Getting to grips with post-editing machine translation
To meet the growing demand for translation, post-editing of machine translation output (PEMT) is being increasingly adopted as a mainstream alternative working method. The compelling reason behind this trend is the widely reported increase in productivity compared to human translation together with a comparable and sometimes higher quality level. The skills required for post-editing are different from those needed for the editing of author-written texts and different from those required for translation. This workshop aims to familiarize attendees with post-editing methods by analysing the typical mistakes of both neural and statistical machine translation (MT). It also provides some insight into why certain errors occur in raw MT output through a presentation of the historical development of the technology. It will conclude with a discussion of when PEMT should and should not be used and how raw MT output can be improved through preparatory steps.
Developer and facilitator: Michael Farrell
Purpose: To familiarize attendees with post-editing methods and techniques, and put them in a position to judge which kinds of text can be profitably dealt with in this way rather than by human translation.
Description and structure: The workshop will consist of
- a brief history of the development of MT technology
- post-editing guidelines
- a challenge between post-editing and human translation
- illustration of the stink of MT
- detection and classification of typical MT errors
- techniques to improve the quality of raw MT output
Who should attend? Anyone who would like to find out more about post-editing.
Outcome skills: Attendees will have gained insight into the skills required to become post-editors and be able to judge whether to offer post-editing as a service or incorporate it into their normal working processes.

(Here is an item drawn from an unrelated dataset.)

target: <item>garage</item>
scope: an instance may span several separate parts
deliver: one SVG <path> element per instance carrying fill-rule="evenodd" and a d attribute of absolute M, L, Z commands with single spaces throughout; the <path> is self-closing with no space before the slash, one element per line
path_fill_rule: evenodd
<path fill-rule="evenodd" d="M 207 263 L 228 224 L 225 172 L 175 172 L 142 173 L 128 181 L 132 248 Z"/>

Pre-workshop information: Attendees are encouraged to carry out experiments by feeding texts written in their normal non-English working languages into the free online MT engines (Google Translate, Microsoft Translator, DeepL, etc.) and singling out the recurrent and/or apparently inexplicable mistakes that occur in the English raw output. The facilitator would be more than pleased to receive typical, interesting and/or particularly amusing examples by email before the workshop so that they may be added to the workshop material for all to appreciate.
About the facilitator: Michael Farrell is an untenured lecturer in post-editing, machine translation and computer tools for translators at the International University of Languages and Media (IULM), Milan, Italy; the developer of the terminology search tool IntelliWebSearch; a qualified member of the Italian Association of Translators and Interpreters (AITI); and neo-member of MET Council.
Besides this, he is a freelance translator and transcreator. Over the years, he has acquired experience in the cultural tourism field and in transcreating advertising copy and press releases, chiefly for the promotion of technology products. Being a keen amateur cook, he also translates texts on Italian cuisine.